I have strange behaviour of data.table and %in% operator. I am loading data.table with Russian letters in utf-8 header.
d = fread(filename, sep="\t", encoding="UTF-8", verbose=TRUE)
bar=names(d)
bar
[1] "Дата, Время" "Состояние" "Ia, A" "Ib, A" "Ic, A"
[6] "Дисб.I" "акт.P,кВт" "P, кВА" "cos" "Загр., %"
[11] "Uвх.AB,В" "Uвх.BC,В" "Uвх.CA,В" "Дисб. U, %" "R, кОм"
[16] "F Турб.вращ.,Гц" "Приток,куб.м/cут" "Отбор,куб.м/cут" "P, ат." "Расход, куб.м/c"
[21] "Tдвиг, °C" "Tжид, °C" "Pвыкид, ат." "Tвыкид, °C" "Вибр X/Y, м/с2"
[26] "Вибр Z, м/с2" "Pвыс.р, ат." "Iутеч, мA" "Tобм, °C" "Акт.энерг,кВт"
[31] "Реакт.энерг,кВАр" "Вход1,ед." "Вход2,ед." "Вход3,ед." "Вход4,ед."
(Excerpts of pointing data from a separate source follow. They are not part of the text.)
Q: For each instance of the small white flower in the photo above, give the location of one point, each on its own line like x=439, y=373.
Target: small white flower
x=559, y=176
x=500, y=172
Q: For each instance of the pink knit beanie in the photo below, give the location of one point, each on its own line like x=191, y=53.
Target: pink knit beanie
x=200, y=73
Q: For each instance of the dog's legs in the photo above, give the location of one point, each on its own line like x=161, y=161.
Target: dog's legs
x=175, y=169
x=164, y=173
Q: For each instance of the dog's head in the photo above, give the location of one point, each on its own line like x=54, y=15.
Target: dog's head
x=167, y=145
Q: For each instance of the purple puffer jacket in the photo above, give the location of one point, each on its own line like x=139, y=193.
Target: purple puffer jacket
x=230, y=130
[36] "Вход5,ед." "Вход6,ед." "Вход7,ед." "Вход8,ед." "Статусн.сообщ."
I have one of values hardcoded in code
foo="Uвх.AB,В"
And trying to do the following
if (foo %in bar) { ... }
to the surprise
foo %in% bar
[1] FALSE
but
foo==bar
[1] FALSE FALSE FALSE FALSE FALSE FALSE FALSE FALSE FALSE FALSE TRUE FALSE FALSE FALSE FALSE FALSE
[17] FALSE FALSE FALSE FALSE FALSE FALSE FALSE FALSE FALSE FALSE FALSE FALSE FALSE FALSE FALSE FALSE
[33] FALSE FALSE FALSE FALSE FALSE FALSE FALSE FALSE
notice the TRUE on 11th position, the reason is in encoding
Encoding(foo)
[1] "UTF-8"
Encoding(bar)
[1] "unknown" "unknown" "unknown" "unknown" "unknown" "unknown" "unknown" "unknown" "unknown"
[10] "unknown" "unknown" "unknown" "unknown" "unknown" "unknown" "unknown" "unknown" "unknown"
[19] "unknown" "unknown" "unknown" "unknown" "unknown" "unknown" "unknown" "unknown" "unknown"
[28] "unknown" "unknown" "unknown" "unknown" "unknown" "unknown" "unknown" "unknown" "unknown"
[37] "unknown" "unknown" "unknown" “unknown"
On data.table behalf it is just a bit strange because I’ve asked encoding="UTF-8” on fread. On the other hand %in% aka match behaviour difference with == is also very strange.
I sense the wrongness of the universe, could somebody explain me why is %in% acts in so strange way with encodings and what is correct way of using it?